In the future, national banks were expected to consolidate shoulder to take command of the market, and be the master in their own territory. National banks knew their market’s potential and knew the consumers habit and behavior better than foreign banks. For that matter national banks must upgrade quality of the human resources, by quality or quantity. National banks must keep abreast with technology, expand network and create innovative banking products.
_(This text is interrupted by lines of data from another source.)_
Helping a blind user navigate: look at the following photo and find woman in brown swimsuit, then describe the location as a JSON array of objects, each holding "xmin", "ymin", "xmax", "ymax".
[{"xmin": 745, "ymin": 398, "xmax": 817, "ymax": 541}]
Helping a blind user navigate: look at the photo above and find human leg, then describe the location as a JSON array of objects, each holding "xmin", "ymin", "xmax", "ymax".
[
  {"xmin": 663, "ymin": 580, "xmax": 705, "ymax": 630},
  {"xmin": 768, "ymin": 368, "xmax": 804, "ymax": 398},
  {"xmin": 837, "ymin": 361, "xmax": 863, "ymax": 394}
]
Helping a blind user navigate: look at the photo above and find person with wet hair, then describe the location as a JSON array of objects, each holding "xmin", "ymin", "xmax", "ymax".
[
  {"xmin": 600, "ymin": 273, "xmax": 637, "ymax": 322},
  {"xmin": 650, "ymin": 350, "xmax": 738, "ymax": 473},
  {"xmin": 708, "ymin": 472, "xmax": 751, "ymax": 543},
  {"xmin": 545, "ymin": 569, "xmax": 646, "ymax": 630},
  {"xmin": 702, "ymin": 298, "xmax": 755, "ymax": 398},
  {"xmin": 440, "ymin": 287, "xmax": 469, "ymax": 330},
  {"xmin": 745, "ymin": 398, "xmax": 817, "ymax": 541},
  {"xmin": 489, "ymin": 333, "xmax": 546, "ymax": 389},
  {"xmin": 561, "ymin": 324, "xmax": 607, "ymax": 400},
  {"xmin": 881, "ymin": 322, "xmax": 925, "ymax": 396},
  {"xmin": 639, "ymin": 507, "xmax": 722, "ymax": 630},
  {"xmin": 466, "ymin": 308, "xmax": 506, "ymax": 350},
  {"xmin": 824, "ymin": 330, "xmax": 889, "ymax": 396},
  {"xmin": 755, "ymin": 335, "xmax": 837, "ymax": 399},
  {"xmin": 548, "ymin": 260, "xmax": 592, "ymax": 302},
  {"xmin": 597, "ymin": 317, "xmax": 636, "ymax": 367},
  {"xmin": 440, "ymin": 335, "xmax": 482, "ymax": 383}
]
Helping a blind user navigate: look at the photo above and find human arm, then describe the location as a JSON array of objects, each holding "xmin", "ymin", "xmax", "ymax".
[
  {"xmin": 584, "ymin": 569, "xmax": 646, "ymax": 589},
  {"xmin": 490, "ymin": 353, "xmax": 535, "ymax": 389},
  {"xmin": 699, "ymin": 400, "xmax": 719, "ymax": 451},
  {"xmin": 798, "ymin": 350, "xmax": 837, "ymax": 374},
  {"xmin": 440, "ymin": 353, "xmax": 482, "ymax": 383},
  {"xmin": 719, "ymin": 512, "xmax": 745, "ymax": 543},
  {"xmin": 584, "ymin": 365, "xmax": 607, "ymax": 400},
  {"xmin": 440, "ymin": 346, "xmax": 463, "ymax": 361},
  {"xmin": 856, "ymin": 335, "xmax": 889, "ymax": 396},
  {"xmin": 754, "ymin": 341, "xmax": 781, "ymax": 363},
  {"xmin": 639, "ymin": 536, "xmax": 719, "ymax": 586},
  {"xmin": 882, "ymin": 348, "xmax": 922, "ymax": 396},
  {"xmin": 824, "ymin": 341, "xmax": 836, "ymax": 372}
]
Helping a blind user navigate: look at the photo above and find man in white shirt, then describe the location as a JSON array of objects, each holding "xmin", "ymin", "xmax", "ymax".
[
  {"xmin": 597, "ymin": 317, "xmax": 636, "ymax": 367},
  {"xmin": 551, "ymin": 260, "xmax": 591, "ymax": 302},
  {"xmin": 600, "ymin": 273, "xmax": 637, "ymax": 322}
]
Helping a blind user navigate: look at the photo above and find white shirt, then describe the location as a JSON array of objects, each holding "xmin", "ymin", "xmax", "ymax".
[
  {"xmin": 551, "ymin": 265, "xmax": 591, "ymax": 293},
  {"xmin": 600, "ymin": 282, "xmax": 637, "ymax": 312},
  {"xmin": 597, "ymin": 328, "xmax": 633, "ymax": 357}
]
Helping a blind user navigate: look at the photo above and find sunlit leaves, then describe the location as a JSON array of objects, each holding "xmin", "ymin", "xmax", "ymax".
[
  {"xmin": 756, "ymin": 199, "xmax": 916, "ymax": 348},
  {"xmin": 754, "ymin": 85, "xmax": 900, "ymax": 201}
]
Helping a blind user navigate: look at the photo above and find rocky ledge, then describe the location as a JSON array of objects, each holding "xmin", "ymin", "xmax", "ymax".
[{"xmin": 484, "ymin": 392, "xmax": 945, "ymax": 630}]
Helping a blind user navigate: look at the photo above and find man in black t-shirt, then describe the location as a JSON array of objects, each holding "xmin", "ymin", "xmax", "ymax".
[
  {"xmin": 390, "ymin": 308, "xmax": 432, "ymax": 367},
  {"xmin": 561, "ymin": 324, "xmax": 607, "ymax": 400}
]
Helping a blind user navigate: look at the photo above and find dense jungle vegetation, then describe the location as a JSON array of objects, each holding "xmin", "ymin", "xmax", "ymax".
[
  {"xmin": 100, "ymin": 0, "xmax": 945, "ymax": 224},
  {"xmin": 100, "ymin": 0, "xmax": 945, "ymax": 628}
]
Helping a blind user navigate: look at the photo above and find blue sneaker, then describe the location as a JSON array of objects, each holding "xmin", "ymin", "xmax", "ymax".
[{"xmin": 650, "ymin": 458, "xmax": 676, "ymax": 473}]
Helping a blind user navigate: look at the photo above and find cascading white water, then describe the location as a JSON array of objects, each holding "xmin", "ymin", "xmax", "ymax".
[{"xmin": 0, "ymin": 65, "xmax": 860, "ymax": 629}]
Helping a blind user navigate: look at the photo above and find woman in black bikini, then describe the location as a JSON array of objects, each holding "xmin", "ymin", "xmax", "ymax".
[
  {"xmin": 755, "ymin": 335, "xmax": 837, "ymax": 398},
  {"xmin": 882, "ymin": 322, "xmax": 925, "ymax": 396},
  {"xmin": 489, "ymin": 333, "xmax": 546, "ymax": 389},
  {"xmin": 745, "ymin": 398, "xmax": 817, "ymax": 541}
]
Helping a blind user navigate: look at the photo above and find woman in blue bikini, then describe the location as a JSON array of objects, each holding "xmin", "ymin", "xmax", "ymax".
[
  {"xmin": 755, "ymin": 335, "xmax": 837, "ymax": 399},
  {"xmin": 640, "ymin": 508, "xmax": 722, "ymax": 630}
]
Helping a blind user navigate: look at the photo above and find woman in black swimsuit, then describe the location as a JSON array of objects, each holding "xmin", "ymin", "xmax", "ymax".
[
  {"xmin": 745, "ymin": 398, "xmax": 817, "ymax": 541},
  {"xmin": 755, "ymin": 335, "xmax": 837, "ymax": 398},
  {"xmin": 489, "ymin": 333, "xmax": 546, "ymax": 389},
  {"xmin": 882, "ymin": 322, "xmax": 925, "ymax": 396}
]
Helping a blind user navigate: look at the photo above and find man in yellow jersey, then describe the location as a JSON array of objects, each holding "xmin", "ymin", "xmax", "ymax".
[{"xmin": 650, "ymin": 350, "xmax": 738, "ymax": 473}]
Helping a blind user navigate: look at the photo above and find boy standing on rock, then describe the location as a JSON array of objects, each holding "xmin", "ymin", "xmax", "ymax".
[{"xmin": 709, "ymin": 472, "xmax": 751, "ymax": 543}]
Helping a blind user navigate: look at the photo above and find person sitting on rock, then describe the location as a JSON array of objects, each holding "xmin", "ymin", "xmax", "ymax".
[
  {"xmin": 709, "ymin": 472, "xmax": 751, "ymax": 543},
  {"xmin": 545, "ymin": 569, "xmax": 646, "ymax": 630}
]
The potential credit in Indonesia was still great in view of the credit-to-GDP ratio which was only 31%. Many productive sectors were waiting to be financed, from infra-structure to industry, service, micro, small and medium business [UMKM]. The consumption sector was also attractive like automotive and credit cards in line with the growth of lavish middle class. Under the present circumstances, banks needed to be encouraged to expand financing to export based business.
The only thing was that beside prospective banking business, in the future there would be some risk to be observed.
Firstly, the risk of increasing NPL in line with increased bank’s interest. NPL should be controlled at safe level so as not to gnaw on capital. Increase of bank interest would slowdown credit expansion. On the other hand credit expansion must be halted to minimize macro economic pressures originating from deficit in current transaction.
Secondly, global economic uncertainty was still overshadowing the market in line with the Fed’s decision to do Tappering off. in this respect banks needed to step up capability to manage risk of higher uncertainty, wheter in terms of credit, marketing or liquidity.
Although BI rate had increased, it would not be justifiable for banks to increase credit interest because it would stagnate economic growth. Besides, increase of expenses would not erode NIM as long as banks were able to enhance efficiency.